As per the ironic docs for configuring nova, we’ve had that flag disabled. Right now we’re running with a single ironic-conductor, so I don’t think the hash-ring behavior should affect things?
On Mon, 2024-04-15 at 14:53 +0000, Michael Sherman wrote: the hash ring behavior is not related to ironic conductors its related to the peer-list option in the nova compute service config. the ironic driver only supported a single nova-comptue for the entire ironic at that time it was possibel to map all your ironics to via that single compute service to a host aggrate/az in newton https://specs.openstack.org/openstack/nova-specs/specs/newton/implemented/ir... support for runnign multiple nova-compute agents with the ironic virt dirver was added. That intoduced the conceph of a hashring that blanced compute nodes between compute services at runtime based on teh up state of the compute service. with that change it because impossible to relibly manage ironic compute nodes with host aggregates as the dirver would uncondtionally blance across all ironic compute services. with https://specs.openstack.org/openstack/nova-specs/specs/stein/implemented/iro... the ironic driver was enhanced with awareness of ironic conductor groups. this intoduced a peer-list option and partition key in pricniapl it was possible to create host aggrate that mapped to conductor groups by incluing all host listed in the peer_list in the host aggreated i.e. if you had partition_key=conductor_group_1 peer_list=ironic-1,ironic-2 and you created a host aggreate with ironic-1 and ironic-2 that can work however its not tested or supproted in general as without carfully configuring the ironic driver the hashrign can voilate the constraits and move compute_nodes between aggrates by balancing them to compute services not listed in teh host aggrate in antelope/bobcat we deprecated the hashring mechaium and intoduced a new ha model and a new ironic sharding mechanium this was finally implemnted in caracal 2024.1 https://specs.openstack.org/openstack/nova-specs/specs/2024.1/implemented/ir... with this deployment topology it is not guarenteed that ironic will not rebalnce comptue between compute service which means you can now staticaly map compute services (and the ironic shard it manages) to a host aggrate again without worriying that the ironic driver will violate the aggreate expections.

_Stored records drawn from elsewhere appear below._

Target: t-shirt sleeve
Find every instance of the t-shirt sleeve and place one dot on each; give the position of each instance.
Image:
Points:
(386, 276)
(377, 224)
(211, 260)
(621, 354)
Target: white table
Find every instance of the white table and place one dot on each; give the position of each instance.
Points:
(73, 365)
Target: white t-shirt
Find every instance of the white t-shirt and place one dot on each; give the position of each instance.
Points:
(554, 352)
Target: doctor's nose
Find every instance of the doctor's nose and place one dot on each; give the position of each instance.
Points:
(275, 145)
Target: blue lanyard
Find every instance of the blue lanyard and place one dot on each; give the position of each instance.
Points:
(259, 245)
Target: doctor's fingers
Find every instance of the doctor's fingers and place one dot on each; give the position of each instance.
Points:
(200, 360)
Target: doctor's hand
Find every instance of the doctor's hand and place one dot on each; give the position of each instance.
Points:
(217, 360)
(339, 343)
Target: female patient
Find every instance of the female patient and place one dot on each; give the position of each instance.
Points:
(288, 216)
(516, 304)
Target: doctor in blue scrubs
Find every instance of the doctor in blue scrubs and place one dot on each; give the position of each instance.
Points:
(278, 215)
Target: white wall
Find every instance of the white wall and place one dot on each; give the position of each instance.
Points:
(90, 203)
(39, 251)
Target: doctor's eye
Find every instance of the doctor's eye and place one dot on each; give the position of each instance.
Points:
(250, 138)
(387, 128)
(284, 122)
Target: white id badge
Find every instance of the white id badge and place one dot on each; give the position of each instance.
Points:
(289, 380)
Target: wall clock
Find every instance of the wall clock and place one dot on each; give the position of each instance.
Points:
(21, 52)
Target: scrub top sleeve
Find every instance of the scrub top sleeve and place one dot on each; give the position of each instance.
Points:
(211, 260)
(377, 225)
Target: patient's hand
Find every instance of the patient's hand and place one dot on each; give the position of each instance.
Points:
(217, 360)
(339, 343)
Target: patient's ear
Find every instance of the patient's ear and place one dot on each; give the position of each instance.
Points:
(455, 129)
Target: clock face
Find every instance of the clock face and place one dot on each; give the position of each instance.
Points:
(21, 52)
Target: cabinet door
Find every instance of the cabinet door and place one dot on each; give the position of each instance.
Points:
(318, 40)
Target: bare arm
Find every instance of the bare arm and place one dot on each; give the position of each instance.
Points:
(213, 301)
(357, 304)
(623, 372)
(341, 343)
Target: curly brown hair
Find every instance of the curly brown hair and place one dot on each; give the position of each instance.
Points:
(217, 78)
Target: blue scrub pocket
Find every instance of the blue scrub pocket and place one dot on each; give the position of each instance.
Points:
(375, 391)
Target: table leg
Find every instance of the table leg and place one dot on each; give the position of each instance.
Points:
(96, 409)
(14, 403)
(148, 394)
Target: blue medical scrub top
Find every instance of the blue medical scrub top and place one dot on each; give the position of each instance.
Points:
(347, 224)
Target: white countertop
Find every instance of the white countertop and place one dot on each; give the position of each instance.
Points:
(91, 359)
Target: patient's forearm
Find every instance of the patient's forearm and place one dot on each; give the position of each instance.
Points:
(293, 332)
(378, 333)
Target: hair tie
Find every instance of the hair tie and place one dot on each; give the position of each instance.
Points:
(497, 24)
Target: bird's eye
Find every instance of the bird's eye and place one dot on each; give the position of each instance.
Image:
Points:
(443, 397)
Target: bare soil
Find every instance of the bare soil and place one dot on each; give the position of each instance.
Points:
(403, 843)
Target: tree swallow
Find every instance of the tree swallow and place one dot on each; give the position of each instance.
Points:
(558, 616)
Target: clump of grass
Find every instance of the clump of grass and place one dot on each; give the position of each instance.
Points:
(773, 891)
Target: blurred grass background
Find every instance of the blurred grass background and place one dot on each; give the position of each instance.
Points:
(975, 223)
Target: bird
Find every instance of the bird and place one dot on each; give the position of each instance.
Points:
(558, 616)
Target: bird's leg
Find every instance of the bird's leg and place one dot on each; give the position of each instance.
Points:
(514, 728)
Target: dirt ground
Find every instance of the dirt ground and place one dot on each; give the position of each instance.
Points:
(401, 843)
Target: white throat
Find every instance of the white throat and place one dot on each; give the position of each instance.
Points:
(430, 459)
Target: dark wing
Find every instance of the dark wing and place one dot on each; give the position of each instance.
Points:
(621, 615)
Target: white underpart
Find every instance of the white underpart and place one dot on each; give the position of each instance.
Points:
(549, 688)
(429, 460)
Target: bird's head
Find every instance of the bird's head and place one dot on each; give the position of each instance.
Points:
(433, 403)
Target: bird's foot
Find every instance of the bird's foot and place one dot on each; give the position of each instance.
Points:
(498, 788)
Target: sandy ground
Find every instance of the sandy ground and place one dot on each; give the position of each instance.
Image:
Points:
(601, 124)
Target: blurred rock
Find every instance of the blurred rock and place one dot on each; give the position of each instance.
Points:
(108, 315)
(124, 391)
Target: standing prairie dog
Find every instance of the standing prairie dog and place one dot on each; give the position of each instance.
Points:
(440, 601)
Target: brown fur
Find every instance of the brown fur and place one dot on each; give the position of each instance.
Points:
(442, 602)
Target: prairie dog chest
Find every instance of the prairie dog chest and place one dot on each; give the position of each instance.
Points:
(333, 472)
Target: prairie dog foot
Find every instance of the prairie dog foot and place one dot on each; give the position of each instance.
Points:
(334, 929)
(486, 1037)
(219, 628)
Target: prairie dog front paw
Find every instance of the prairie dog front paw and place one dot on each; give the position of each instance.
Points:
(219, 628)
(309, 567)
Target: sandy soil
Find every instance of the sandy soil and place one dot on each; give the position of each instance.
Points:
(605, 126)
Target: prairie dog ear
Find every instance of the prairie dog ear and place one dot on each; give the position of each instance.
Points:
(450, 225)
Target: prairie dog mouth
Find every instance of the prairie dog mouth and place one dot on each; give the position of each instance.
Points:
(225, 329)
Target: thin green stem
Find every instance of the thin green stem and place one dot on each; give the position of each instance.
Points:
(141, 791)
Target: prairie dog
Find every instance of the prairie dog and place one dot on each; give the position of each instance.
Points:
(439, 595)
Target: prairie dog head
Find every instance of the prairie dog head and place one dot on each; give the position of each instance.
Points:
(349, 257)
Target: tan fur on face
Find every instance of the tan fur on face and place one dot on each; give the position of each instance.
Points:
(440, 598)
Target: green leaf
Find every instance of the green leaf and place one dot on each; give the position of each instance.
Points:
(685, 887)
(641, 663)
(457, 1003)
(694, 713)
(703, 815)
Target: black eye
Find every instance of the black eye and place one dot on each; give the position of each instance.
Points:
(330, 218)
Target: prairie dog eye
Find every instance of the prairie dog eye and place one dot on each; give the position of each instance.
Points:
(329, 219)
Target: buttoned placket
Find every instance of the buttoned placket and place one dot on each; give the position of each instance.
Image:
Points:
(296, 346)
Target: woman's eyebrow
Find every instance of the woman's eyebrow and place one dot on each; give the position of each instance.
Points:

I’m very surprised to hear that nova aggregates are not supported with ironic, it doesn’t seem to be indicated anywhere that I could find in the docs? We’ve been using this configuration (Ironic + aggregates) since Rocky, and the Blazar project’s support for ironic depends on host aggregates.
we did have this documented at one point but i agree its not something that is widely know and what makes matters worse is it almost works in some cases. what people often doen realise is that the host aggregate api https://docs.openstack.org/api-ref/compute/#host-aggregates-os-aggregates is written in terms of compute services not compute nodes. so when trying to use it with ironic they expect to be able to add indivigual ironic server to a host aggreate https://docs.openstack.org/api-ref/compute/#add-host but they can only add the compute services. that means you cant use the tenat isolation filter to isolate a subset of ironic nodes for a given tenant. im not sure how blazar was tryign to use aggreates with ironic but i suspect there integration was incomplete if not fundementally broken by the limitations of how aggreate function when used with ironic. if blazar is using placement aggreates rather then nova host aggrate that might change things but there is no nova api to request a instance ot be created in a placement aggreate. each ironic node has its own resouce provider in placmenet and placement aggregate work on the resouce provider level that means you can create aggregate of ironic nodes in placement. while that is nice since you can use that aggreate in a nova api request that is realy only useful if blazar is going directly to ironic.
Best, -Mike Sherman
On 4/15/24, 6:13 AM, "smooney@redhat.com" <smooney@redhat.com> wrote:
On Sat, 2024-04-13 at 12:52 +0000, Michael Sherman wrote:
Hi all,
We’re running into an issue, where for two sites with 150-250 ironic nodes on a single conductor and nova-compute instance, we’ve started to get “no hosts available” errors from nova scheduler.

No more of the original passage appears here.